What are municipal companies
Management of municipal companies
Like all public companies, municipal companies do not primarily serve to make a profit, but have to fulfill a defined factual and political mandate - at least that is how it should be. In contrast to employment-oriented companies, their economy is therefore primarily geared towards:
- the interests of consumers
- the environmental and social implications of their business operations.
Public companies therefore also have to include external costs or external benefits of their activities in their calculations. Furthermore, the interests of the employees they employ can (and should) be given greater consideration than in private companies.
The fulfillment of such a political mandate can be associated with additional costs that must be shown as such. These additional costs should be passed on to the provider or - as far as socio-politically justifiable or according to the polluter pays principle - the consumers. If this does not happen, which is often the case, the profitability of municipal and private companies cannot be compared.
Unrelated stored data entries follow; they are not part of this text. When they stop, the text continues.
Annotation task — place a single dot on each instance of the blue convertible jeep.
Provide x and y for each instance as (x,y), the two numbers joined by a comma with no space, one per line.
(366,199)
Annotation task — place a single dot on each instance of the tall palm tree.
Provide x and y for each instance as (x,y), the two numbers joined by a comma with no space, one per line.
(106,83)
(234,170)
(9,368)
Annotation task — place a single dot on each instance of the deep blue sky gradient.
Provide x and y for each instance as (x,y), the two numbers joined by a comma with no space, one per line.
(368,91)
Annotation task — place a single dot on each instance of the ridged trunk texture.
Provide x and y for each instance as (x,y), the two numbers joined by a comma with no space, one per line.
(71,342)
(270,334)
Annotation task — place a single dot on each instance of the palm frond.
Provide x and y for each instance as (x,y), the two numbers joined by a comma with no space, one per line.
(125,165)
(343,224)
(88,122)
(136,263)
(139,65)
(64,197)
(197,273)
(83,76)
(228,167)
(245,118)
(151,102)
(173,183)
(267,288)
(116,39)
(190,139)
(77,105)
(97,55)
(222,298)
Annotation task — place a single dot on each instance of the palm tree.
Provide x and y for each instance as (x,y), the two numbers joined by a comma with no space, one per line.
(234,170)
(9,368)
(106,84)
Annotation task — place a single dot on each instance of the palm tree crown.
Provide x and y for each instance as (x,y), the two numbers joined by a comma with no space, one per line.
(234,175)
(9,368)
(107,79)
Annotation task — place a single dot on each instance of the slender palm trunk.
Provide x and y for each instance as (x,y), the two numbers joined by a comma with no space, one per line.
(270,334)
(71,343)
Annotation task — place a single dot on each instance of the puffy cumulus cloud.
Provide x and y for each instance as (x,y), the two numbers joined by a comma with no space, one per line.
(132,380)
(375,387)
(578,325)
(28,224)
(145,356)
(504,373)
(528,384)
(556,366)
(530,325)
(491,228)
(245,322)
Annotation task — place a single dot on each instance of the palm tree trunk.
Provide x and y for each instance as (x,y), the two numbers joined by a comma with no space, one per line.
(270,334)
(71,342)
In order to be able to operate efficiently despite the political mandate, a sensible division of competencies between the political sponsor and the company is necessary in municipal companies. The following should be considered:
If essential decision-making rights reside with the agency, the following risks exist:
- Felt and Klüngelwirtschaft could be reflected in the decisions.
- The budgetary situation of the institution can be obscured by borrowing from the company; the debtor's level of indebtedness appears to be lower.
- The executing agency can obtain additional funds from the company to improve its budgetary situation.
- "Unobjective" decisions can be made as a result of overwork and a lack of professional competence on the part of the executing agency's representatives in the company's committees.
- If too many competencies lie with the executing agency, the company management can be demotivated and no longer feel responsible for their actions.
- For reasons of election tactics, prices or fees are set "uneconomically".
The risks of a strong management position are:
- The carrier can no longer assert his interests.
- The company is no longer controllable.
- The management becomes independent and no longer pursues the objective of the public company.
On the other hand, having a strong management position also has advantages:
- The management can bring their often higher level of expertise to bear.
- It can react flexibly to market developments.
This conflict situation cannot be resolved in principle. The conflicting goals can, however, be minimized by choosing a company form suitable for the respective task, by stipulations in municipal commercial law and by specifying the respective competencies in articles of association, company or company statutes and in employment contracts.